Seems I committed Sat-IRE ( lingistic games)

I offended my daughter with my blog post yesterday when I slammed fall. (inflation)

I then got to thinking about my writing. I grew up in New York where sarcastic quips were routinely served up in every conversation. No one or no thing was sacred. All that counted was getting a laugh at best, a rise at least. Yeah, my sarcasm could get pretty mean.(self-effacing)

However, I'm not mean-spirited. Even to Mother Nature. So damn it! Why do I feel bothered? (incongruity)

And then that silly little muse of mine (invective, exaggeration) kept thumping my brain and told me to look up the word satire in the dictionary. And I did.

Here are a few definitions. (for real)

And devices! (Who knew there were devices for satire?)

Satire: When a writer strongly disagrees with something and makes that prominent in his or her writing, satire is what is created. Satire examples prove that it is required that the author of a satirical piece be witty, and potentially funny, even though humor does not make satire what it is. 


TYPES OF SATIRE & SATIRIC DEVICES

There are two types of satire: Horatian and Juvenalian
Horatian satire is:  tolerant, witty, wise and self-effacing
Juvenalian satire is: angry, caustic, resentful, personal

Satiric Devices
1.     Humor
A.    exaggeration: the formalized walk of Charlie Chaplin, the facial and body contortions of Jim Carrey
B.    understatement: Fielding’s description of a grossly fat and repulsively ugly Mrs.
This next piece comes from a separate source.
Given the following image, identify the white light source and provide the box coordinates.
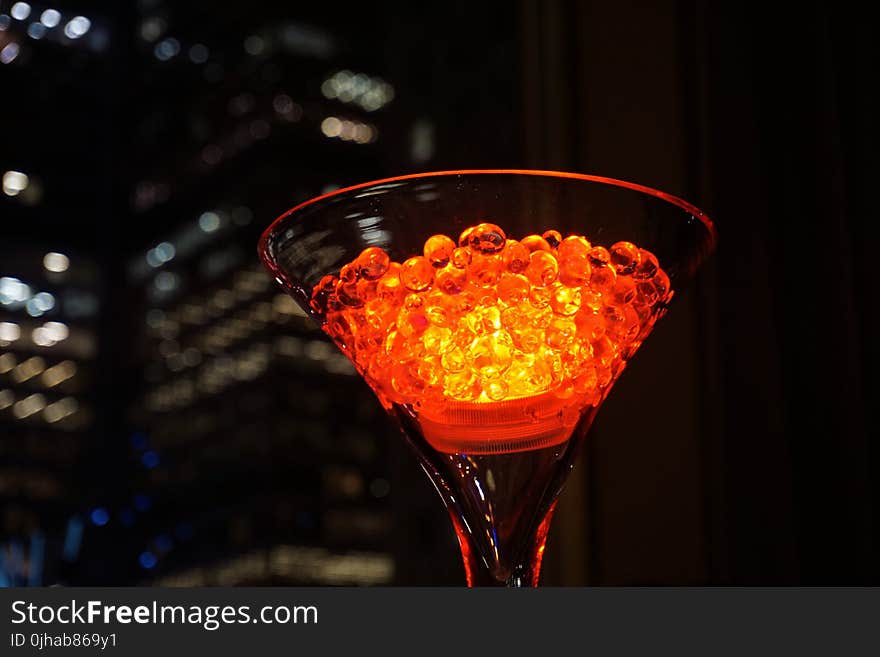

Slipslop: “She was not remarkably handsome.”
C.    incongruity
D.    deflation: the English professor mispronounces a word, the President slips and bangs his head leaving the helicopter, etc.
E.     linguistic games: malapropisms, weird rhymes, etc.
F.     surprise: twist endings, unexpected events

2.     Inflation: taking a real-life situation and blowing it out of proportion to make it ridiculous and showcase its faults
3.     Diminution: taking a real-life situation and reducing it to make it ridiculous and showcase its faults
4.     Irony: Literary device in which there is an incongruity or discordance between what one says or does, and what one means or what is generally understood.
5.     Invective: name calling, personal abuse, etc.
6.     Mock Encomium: praise which is only apparent and which suggests blame instead
7.     Grotesque: creating a tension between laughter and horror or revulsion; the essence of all “sick humor: or “black humor”
8.     Comic Juxtaposition: linking together with no commentary items which normally do not go together; Pope’s line in Rape of the Lock: “Puffs, patches, bibles, and billet-doux”
9.     Mock Epic/Mock Heroic: using elevated diction and devices from the epic or the heroic to  deal with low or trivial subjects
10.  Parody: mimicking the style and/or techniques of something or someone else 

Hmm?

Seems I write a combination of Horatian and Juvenalian satire (understatement) in an attempt
to be humoro . . .

WAIT!

"Juvenalian?" Isn't that where the word juvenile comes from?

Oh, WOW!

Don't you see?

Juvenalian = juvenile = kid = kidding = I'm not mean-spirited = I'm just kidding!